## ----include = FALSE----------------------------------------------------------
knitr::opts_chunk$set(
  collapse = TRUE,
  comment = "#>"
)

## ----echo = TRUE, results = "hide", message = FALSE---------------------------

##Install FLASHMM from CRAN.
# install.packages("FLASHMM")
##Install FLASHMM from Github.
# devtools::install_github("https://github.com/Baderlab/FLASHMM")
##Load the package.
library(FLASHMM)

## ----Simulate dataset, echo = TRUE, message = FALSE---------------------------
##Generate the scRNA-seq data by simuRNAseq function.
set.seed(2503)
dat <- simuRNAseq(nGenes = 100, nCells = 100000, nsam = 25, ncls = 10, ntrt = 2, nDEgenes = 10)

names(dat)
dim(dat$counts)
head(dat$metadata)

##Samples are nested in one treatment A or B.
table(dat$metadata[, c("trt", "sam")])

## ----Expression matrix, echo = TRUE, message = FALSE, tidy = TRUE, tidy.opts = list(width.cutoff = 90)----

##Gene expression matrix, Y = log2(1 + counts)
Y <- log2(1 + dat$counts)

##Since the simulated data contains no covariates other than libsize (library size) and cls (clsters or cell types), the fixed effects are specified as follows. 
fixed <- ~ 0 + log(libsize) + cls + cls:trt
X <- model.matrix(fixed, data = dat$metadata)
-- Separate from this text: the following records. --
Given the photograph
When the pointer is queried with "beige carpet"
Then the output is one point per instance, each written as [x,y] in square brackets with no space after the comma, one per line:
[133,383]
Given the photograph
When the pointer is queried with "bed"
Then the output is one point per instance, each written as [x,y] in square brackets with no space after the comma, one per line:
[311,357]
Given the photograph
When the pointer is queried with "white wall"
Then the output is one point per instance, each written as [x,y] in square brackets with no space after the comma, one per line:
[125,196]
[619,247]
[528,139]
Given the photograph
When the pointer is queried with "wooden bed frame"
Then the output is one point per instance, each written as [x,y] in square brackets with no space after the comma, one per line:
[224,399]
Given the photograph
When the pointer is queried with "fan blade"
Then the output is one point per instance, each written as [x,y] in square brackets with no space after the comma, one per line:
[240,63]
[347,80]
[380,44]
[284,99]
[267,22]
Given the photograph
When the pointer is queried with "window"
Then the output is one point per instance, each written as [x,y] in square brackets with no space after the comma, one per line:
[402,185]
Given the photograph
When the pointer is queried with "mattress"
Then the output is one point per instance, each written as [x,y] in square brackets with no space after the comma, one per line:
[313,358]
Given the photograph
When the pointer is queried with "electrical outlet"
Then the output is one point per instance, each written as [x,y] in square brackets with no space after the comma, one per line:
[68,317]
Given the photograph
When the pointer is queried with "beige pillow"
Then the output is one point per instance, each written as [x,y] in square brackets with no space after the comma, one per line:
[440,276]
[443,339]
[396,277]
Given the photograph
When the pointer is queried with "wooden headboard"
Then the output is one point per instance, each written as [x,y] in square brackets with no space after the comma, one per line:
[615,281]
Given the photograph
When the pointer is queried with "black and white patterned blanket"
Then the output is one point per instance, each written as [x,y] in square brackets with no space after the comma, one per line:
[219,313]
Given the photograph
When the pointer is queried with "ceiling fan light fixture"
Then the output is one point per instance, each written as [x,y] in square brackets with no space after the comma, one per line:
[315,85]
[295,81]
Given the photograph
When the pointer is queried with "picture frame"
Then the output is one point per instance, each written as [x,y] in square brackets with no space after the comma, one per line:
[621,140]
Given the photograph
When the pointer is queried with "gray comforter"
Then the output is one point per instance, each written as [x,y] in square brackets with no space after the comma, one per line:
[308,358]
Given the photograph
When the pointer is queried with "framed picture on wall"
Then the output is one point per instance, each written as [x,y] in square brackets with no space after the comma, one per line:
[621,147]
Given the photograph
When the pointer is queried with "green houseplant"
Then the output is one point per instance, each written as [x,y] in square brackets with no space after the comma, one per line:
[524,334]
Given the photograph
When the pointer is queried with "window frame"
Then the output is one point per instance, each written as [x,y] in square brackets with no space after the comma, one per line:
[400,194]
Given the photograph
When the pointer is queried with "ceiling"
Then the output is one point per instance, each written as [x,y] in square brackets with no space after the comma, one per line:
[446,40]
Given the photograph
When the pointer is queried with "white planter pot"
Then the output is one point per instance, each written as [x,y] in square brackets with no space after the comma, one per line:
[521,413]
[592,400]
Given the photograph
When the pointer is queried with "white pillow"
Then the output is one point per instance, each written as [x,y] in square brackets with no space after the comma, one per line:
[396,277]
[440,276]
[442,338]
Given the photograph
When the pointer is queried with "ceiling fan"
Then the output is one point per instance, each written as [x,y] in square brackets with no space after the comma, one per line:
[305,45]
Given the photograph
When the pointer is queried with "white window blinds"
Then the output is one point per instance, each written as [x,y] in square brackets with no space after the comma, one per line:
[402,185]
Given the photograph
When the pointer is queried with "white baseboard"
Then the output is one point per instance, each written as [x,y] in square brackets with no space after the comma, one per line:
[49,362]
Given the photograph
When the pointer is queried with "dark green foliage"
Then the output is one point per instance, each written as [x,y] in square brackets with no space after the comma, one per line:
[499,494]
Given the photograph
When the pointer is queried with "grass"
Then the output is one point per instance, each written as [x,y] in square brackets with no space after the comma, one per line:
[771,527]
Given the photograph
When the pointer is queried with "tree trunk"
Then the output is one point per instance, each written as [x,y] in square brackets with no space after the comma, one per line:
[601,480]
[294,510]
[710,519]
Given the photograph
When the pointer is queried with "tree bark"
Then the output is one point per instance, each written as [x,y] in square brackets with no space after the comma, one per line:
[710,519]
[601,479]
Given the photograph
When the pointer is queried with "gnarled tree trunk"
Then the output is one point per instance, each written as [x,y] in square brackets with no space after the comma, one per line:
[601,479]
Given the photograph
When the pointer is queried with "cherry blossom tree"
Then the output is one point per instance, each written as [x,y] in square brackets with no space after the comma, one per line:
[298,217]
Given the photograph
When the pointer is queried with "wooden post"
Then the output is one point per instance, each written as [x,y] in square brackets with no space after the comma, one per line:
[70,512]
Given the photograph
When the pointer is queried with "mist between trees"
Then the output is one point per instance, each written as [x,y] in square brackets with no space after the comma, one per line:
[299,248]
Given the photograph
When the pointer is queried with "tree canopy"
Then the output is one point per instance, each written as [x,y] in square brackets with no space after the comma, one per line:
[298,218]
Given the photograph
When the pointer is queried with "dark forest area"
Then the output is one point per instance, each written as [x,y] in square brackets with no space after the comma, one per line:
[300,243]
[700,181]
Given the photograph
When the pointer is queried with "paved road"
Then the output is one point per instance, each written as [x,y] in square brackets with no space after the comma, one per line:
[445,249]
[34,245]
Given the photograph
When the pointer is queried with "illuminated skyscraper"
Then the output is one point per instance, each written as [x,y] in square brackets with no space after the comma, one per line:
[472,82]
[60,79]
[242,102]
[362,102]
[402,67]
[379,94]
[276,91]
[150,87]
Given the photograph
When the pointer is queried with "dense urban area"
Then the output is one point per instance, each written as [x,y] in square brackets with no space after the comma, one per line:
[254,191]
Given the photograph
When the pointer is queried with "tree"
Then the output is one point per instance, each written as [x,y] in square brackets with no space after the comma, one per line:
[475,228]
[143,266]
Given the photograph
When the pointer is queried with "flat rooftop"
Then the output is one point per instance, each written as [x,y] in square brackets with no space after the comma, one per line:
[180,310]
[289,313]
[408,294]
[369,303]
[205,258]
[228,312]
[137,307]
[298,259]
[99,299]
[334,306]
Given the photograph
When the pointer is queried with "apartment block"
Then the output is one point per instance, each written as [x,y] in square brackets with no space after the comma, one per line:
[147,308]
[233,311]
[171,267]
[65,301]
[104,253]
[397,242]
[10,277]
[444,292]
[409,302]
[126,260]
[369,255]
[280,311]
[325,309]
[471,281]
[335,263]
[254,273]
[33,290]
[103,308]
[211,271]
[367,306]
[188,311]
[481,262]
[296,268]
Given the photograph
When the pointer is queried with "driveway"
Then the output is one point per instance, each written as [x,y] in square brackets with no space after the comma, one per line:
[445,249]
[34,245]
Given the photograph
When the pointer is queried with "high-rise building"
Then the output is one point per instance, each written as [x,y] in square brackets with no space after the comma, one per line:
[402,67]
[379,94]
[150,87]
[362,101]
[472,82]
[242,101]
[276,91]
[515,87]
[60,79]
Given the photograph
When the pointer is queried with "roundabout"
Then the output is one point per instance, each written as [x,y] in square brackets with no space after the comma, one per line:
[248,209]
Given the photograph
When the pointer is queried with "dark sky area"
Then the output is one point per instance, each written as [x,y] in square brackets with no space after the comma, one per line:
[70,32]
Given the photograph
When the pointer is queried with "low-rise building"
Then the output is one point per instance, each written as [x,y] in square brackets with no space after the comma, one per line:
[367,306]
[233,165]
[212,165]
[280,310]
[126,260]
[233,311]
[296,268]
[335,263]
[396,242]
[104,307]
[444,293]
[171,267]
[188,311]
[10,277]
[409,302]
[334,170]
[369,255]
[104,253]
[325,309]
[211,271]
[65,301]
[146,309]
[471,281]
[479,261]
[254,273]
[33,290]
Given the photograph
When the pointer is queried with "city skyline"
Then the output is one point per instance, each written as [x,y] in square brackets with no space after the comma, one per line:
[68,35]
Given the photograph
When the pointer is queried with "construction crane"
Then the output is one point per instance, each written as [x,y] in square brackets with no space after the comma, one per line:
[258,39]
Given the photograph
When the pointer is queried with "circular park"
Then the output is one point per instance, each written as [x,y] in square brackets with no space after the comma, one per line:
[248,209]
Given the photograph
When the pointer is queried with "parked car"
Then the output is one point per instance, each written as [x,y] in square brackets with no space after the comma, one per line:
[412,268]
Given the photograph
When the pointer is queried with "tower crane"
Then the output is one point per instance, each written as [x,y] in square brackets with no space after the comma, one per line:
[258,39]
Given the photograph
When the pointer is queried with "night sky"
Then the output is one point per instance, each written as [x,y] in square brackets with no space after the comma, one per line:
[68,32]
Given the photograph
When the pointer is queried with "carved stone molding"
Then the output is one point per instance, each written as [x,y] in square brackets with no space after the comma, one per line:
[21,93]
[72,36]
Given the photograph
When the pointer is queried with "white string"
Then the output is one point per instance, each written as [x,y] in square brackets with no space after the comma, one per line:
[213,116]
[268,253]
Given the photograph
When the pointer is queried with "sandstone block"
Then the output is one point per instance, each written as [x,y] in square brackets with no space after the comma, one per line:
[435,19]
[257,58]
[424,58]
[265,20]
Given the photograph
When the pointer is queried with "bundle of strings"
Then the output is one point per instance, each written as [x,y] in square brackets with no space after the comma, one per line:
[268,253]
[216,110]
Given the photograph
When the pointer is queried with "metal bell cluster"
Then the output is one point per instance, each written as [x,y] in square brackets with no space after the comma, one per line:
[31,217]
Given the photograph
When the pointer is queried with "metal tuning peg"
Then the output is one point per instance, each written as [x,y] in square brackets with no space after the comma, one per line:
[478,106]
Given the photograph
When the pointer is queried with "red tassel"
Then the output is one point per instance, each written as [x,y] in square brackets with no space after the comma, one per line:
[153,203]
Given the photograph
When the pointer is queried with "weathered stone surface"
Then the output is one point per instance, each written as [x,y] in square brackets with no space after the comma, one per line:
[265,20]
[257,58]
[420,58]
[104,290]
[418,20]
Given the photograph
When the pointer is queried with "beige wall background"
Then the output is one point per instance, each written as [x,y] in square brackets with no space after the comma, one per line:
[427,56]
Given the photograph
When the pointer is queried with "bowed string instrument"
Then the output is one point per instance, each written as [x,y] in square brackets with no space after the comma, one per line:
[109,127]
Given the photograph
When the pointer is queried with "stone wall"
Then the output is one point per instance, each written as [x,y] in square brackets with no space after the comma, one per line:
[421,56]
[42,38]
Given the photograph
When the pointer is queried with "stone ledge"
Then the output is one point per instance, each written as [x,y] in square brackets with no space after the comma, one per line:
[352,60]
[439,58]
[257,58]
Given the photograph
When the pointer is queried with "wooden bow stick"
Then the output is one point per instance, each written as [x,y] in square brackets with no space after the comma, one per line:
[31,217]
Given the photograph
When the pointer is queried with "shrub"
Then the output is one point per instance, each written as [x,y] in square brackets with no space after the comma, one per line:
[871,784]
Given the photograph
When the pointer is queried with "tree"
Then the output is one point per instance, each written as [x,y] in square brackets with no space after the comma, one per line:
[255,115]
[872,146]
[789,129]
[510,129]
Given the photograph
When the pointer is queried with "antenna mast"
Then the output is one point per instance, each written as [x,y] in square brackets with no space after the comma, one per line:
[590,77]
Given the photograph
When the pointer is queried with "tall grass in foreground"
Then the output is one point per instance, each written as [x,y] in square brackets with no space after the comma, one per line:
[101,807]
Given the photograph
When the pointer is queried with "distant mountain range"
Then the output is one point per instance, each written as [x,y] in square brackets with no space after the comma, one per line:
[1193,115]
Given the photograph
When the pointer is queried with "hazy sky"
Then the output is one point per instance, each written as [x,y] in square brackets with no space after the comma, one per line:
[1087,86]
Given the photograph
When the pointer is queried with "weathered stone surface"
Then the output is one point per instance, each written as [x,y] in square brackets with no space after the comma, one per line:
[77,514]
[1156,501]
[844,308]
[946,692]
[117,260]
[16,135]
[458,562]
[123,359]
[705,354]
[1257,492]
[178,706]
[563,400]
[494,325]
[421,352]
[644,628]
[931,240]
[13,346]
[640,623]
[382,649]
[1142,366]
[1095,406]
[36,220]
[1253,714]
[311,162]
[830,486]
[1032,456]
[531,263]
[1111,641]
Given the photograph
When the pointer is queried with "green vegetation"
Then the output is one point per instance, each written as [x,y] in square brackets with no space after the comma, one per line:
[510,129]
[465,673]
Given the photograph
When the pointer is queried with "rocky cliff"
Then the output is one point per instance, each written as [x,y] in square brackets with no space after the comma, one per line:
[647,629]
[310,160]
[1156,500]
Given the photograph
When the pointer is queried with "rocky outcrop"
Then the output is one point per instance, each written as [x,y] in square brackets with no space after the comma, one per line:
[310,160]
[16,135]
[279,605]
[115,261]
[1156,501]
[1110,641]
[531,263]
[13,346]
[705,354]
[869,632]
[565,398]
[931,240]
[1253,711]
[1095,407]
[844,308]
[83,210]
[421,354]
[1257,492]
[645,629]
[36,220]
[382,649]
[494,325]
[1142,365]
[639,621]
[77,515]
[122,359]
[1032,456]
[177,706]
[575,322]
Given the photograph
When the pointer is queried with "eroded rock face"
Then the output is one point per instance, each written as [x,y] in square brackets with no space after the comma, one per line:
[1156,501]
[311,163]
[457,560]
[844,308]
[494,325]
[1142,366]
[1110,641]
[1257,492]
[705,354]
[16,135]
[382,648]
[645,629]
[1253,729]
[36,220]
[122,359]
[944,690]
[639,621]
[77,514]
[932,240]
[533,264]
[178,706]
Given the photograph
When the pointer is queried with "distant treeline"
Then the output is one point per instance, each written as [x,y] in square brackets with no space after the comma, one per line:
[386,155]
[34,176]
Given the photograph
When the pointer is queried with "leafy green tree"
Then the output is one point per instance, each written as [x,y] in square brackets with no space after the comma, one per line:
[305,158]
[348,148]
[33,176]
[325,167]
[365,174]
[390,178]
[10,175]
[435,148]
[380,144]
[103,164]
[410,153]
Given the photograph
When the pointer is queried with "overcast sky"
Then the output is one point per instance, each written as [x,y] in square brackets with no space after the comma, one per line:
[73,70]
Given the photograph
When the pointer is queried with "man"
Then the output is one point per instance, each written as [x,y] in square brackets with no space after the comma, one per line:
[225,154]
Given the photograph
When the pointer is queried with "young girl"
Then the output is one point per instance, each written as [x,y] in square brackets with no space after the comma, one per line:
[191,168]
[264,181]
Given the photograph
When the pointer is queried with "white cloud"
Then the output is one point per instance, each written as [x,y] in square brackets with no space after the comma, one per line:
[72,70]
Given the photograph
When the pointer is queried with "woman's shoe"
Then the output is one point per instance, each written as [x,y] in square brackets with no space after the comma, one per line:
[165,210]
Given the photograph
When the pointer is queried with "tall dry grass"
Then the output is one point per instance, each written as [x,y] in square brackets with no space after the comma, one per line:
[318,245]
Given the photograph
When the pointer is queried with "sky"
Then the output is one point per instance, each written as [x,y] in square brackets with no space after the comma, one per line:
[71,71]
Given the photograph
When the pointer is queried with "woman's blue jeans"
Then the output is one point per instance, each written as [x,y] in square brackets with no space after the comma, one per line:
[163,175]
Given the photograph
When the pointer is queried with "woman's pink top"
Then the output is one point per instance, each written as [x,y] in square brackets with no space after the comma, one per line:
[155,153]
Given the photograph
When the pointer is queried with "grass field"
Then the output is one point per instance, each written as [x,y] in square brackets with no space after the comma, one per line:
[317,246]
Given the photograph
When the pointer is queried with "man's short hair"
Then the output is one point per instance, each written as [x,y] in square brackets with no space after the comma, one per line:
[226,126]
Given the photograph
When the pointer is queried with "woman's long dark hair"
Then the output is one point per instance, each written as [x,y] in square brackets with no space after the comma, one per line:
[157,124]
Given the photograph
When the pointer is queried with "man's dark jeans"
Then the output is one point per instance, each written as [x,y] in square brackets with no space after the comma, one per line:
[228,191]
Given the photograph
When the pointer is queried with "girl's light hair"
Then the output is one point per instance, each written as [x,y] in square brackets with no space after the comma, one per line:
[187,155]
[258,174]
##The single-component random effects are specified by
randomS <- ~ 0 + as.factor(sam)
Z1 <- model.matrix(randomS, data = dat$metadata)

##Two-component random effects: Suppose the data contains different measurement locations within a sample, denoted as 'location', which are randomly generated. To account for the variability of the locations, we may use the LMM with two-component random effects described below. 
set.seed(250801)
dat$metadata$location <- sample(LETTERS[1:20], nrow(X), replace = TRUE)
randomL <- ~ 0 + location
Z2 <- model.matrix(randomL, data = dat$metadata)
#Za <- cbind(Z, Z2) #two-component random-effects design matrix
#da <- c(ncol(Z), ncol(Z2)) #dimension


## ----LMM fitting, echo = TRUE, message = FALSE, warning = FALSE---------------
##Fit the LMM with one-component random effects.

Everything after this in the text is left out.